A detailed counselling intervention framework is critically needed to assist deviant young persons on the island.
This is the opinion of Juanita Brathwaite-Wharton, a senior psychologist in the Student Support Unit, Ministry of Education, Technological and Vocational Training. Noting the numerous social and mental challenges facing young people who utilise the services of the Student Support Unit, Brathwaite-Wharton said there is a need for a more significant push towards providing necessary interventions for wayward youth.
Her comments were made during the second day of a Crime Symposium at the Sagicor School of Business at the University of the West Indies Cave Hill campus.
She said: “There has been a lot of resources spent on counselling recently, but we want data-driven counselling interventions put in place. We know that the statistics show us that the large-group kind of counselling programming does not work; and that children with these significant challenges do need individual therapy, where you can go and look at the issues that may have caused the onset of the behaviour from the beginning and help them work through them.”
She also said some cases called for controlled group therapy where parent influence is used along with the expert who is working alongside the child.
The psychologist also stated that the country’s social service agencies needed to play a big part in delivering the help that was so desperately needed.
“We believe that there needs to be an empowerment of social service agencies to provide the intervention. We kind of operate in silos as it is right now. So oftentimes the children are engaging with the services that exist.
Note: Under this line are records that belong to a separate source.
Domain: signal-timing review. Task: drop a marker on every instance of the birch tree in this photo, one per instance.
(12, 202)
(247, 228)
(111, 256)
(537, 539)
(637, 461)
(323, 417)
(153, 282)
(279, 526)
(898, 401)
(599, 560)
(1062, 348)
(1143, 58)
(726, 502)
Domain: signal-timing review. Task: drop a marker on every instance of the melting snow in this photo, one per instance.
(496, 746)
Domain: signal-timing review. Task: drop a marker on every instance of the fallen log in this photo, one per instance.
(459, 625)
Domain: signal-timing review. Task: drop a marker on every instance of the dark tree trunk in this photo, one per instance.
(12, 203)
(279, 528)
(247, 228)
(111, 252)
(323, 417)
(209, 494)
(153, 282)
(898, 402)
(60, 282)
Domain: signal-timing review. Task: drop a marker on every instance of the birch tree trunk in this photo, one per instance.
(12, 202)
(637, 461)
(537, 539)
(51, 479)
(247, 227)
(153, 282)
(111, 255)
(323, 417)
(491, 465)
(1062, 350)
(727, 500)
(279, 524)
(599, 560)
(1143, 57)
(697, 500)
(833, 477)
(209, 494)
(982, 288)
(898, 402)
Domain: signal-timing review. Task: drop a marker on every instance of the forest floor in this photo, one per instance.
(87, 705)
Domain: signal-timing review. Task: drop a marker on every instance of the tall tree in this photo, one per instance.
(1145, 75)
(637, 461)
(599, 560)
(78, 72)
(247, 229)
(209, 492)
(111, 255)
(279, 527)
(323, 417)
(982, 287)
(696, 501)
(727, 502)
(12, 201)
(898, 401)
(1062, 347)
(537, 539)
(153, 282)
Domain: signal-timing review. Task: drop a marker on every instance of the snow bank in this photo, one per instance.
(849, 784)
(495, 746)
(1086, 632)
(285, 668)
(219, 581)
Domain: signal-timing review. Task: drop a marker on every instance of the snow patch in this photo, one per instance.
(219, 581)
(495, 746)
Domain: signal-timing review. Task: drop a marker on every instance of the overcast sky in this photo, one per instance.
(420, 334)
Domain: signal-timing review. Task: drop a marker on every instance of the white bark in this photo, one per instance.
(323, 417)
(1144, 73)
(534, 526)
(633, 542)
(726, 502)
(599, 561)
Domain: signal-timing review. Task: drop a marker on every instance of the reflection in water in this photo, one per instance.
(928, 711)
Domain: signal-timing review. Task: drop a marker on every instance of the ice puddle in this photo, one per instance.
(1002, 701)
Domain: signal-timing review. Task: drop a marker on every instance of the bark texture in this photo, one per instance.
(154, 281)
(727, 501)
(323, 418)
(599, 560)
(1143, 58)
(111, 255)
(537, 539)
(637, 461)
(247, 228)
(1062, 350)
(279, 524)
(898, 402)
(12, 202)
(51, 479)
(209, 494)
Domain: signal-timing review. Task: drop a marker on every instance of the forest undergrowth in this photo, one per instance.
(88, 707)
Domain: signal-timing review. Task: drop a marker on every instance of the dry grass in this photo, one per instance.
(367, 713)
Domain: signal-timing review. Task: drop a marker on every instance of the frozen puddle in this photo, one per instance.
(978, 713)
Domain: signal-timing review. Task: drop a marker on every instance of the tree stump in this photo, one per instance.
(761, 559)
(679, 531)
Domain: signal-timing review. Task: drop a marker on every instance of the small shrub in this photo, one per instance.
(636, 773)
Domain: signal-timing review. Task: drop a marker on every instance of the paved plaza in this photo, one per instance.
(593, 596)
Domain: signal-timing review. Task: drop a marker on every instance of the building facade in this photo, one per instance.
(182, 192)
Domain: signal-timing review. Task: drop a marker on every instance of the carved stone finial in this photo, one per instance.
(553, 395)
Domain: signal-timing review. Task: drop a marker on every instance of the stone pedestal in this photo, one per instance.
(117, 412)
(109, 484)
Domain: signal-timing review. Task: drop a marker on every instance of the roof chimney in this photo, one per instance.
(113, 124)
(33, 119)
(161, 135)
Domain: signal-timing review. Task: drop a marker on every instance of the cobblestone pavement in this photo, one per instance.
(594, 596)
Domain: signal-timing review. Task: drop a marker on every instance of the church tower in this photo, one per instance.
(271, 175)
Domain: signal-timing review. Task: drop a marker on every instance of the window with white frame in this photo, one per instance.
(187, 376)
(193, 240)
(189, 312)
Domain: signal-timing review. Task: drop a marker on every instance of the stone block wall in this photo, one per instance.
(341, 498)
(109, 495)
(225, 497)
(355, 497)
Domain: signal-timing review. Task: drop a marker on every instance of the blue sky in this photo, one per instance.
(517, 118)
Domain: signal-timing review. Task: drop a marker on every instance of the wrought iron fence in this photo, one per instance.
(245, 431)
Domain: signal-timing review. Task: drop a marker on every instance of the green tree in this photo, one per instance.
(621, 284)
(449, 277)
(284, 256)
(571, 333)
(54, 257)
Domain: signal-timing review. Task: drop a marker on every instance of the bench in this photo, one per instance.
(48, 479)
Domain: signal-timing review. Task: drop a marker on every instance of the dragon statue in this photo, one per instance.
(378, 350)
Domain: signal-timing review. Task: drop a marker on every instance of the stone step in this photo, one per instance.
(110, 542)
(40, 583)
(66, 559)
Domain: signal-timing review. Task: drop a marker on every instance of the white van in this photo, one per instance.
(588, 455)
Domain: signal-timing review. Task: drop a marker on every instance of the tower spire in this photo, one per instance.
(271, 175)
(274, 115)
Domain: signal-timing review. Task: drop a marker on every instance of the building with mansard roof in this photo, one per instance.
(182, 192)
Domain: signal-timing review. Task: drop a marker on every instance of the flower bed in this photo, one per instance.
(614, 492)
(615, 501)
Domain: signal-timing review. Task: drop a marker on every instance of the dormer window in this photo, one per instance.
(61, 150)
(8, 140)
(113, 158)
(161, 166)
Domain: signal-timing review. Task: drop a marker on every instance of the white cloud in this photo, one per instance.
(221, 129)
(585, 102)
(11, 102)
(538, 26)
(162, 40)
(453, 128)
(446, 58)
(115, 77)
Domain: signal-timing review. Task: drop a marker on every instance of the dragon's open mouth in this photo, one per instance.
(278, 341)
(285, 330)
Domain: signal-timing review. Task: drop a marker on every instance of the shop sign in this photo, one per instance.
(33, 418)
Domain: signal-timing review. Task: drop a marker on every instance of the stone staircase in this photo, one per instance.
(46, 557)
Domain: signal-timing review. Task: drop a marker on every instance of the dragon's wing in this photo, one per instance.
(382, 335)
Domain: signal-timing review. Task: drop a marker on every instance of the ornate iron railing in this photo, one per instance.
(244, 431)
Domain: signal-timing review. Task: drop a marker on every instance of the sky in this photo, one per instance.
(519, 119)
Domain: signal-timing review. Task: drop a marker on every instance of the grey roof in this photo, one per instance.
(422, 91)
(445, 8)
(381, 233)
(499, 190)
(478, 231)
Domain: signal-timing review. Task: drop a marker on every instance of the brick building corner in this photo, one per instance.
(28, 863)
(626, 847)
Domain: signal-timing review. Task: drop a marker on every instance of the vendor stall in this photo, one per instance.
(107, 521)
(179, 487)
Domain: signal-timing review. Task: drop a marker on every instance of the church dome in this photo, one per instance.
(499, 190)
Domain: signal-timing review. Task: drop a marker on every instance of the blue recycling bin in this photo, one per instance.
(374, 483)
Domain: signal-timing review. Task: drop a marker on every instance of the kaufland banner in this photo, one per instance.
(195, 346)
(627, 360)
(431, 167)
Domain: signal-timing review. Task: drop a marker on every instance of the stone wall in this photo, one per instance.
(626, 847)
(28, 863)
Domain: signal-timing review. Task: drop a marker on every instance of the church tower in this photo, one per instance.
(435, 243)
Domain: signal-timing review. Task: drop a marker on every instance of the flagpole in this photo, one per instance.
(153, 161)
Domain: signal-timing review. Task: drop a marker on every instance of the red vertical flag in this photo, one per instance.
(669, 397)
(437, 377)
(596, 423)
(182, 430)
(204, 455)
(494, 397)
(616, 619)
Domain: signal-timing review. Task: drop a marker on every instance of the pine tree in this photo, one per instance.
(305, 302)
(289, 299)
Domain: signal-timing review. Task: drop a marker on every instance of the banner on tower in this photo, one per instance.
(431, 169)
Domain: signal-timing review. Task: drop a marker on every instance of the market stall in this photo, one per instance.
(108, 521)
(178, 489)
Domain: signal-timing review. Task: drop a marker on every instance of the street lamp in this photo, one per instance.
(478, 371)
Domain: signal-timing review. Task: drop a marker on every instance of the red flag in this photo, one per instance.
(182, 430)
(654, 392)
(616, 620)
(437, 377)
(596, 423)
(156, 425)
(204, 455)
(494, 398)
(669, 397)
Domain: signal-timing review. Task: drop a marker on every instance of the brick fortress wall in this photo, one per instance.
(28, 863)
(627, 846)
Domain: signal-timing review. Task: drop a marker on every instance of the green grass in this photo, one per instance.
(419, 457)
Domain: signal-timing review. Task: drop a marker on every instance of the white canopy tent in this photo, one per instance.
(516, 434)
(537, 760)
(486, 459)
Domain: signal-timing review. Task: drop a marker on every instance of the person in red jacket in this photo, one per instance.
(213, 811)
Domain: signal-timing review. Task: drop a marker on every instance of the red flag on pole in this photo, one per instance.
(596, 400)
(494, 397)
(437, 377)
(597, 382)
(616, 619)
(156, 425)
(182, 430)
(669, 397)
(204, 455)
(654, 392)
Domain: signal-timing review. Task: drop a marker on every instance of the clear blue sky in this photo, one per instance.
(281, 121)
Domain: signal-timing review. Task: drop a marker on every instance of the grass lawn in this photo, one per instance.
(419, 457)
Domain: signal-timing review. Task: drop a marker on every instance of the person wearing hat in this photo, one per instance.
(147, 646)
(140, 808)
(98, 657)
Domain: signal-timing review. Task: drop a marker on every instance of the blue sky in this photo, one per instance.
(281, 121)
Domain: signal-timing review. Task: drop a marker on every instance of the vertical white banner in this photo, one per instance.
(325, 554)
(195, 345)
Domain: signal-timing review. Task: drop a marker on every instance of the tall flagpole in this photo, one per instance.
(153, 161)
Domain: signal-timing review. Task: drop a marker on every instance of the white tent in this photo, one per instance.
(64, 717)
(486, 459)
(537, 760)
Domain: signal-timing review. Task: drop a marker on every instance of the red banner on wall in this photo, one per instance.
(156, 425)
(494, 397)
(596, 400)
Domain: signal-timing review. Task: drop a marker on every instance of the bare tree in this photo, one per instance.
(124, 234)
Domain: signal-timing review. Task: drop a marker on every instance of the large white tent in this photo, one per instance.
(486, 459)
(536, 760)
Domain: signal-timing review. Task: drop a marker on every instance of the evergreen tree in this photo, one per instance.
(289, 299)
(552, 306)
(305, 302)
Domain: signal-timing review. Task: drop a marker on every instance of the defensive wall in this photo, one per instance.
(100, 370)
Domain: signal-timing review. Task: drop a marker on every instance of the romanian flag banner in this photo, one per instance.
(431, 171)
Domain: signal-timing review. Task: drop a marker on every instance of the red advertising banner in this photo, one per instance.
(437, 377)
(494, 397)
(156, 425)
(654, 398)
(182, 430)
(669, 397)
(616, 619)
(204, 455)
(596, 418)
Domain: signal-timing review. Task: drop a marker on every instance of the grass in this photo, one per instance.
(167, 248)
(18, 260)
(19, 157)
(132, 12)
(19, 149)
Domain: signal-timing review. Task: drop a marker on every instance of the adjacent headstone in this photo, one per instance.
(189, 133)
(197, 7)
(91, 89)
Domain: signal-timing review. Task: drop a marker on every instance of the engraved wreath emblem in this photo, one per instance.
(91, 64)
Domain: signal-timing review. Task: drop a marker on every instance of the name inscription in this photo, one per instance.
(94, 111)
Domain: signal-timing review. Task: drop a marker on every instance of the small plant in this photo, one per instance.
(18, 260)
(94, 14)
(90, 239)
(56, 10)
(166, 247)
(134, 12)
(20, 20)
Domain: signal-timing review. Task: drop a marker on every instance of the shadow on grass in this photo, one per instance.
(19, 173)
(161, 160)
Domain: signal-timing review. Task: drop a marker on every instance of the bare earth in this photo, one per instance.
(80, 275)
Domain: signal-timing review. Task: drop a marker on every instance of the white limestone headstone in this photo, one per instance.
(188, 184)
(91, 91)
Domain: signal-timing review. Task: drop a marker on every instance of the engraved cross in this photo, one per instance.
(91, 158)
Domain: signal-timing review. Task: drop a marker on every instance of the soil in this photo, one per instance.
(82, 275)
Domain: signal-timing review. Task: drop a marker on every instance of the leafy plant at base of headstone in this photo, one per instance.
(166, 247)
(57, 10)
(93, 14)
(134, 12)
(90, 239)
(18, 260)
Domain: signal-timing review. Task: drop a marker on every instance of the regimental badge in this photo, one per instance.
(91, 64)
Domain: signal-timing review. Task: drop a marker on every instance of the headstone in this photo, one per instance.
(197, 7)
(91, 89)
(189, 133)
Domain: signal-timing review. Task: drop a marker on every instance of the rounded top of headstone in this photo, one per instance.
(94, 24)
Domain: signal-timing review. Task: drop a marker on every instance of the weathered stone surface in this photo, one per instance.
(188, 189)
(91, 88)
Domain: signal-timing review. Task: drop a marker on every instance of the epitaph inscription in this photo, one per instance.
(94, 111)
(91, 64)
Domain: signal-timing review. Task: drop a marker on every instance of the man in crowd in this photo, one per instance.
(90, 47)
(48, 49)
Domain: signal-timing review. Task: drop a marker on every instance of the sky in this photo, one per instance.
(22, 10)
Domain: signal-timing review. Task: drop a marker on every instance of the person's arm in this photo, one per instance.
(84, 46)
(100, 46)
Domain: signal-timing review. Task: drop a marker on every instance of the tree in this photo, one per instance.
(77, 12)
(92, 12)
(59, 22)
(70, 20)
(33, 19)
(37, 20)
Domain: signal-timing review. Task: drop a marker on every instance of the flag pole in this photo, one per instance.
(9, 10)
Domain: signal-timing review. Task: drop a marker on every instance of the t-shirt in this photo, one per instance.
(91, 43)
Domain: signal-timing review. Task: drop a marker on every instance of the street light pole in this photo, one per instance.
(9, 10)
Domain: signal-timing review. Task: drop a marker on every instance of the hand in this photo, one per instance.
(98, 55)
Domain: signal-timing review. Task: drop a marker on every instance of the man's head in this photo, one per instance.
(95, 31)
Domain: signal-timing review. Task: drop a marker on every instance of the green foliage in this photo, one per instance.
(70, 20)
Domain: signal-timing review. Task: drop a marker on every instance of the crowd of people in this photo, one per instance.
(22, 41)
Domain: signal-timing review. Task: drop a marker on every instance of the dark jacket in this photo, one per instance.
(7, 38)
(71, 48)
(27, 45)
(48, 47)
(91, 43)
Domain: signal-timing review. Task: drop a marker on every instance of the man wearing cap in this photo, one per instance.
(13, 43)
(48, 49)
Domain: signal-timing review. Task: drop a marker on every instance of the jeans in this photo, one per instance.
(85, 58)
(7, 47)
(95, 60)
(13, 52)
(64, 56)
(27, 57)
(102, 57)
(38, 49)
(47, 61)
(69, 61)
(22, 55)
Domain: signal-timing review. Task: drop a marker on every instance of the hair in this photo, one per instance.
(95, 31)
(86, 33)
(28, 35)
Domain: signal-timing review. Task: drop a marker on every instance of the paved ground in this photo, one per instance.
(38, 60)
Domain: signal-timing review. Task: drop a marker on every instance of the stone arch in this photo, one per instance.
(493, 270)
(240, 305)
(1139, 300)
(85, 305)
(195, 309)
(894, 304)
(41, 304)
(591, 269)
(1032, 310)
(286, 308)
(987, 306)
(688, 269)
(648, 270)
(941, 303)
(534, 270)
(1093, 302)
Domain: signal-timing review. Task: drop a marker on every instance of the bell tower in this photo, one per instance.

So you may have the same at the Juvenile Liaison Scheme, who is working with Student Services, who is going to [counselling] at the Psychiatric Hospital, but there is a lack of collaboration and a lack of a comprehensive approach.”
She suggested: “I think we need a national plan for youth at risk… it needs to be a policy where we coordinate and collaborate so that we are more effective in what we do.”
Meanwhile, Carlene Perryman, Coordinator for the Youth in the Ministry of Education, Youth, Sports and Culture in Grenada, shared similar sentiments. She told the symposium that the issue of bullying has gone under-recognised in the region’s schools for far too long.
According to her, a structured and functional reporting system should be implemented for schools in order to guarantee that bullying cases never go unreported.
“A lot of the bullying could be prevented if we give our young persons an opportunity to talk, and we listen. Oftentimes when [children] report certain things, ‘oh go sit down in the corner’ because we don’t have a proper referral system. It escalates and escalates and then eventually they take matters into their own hands.
“It makes no sense telling the teacher, it makes no sense telling the parent when you get home because nobody listens.”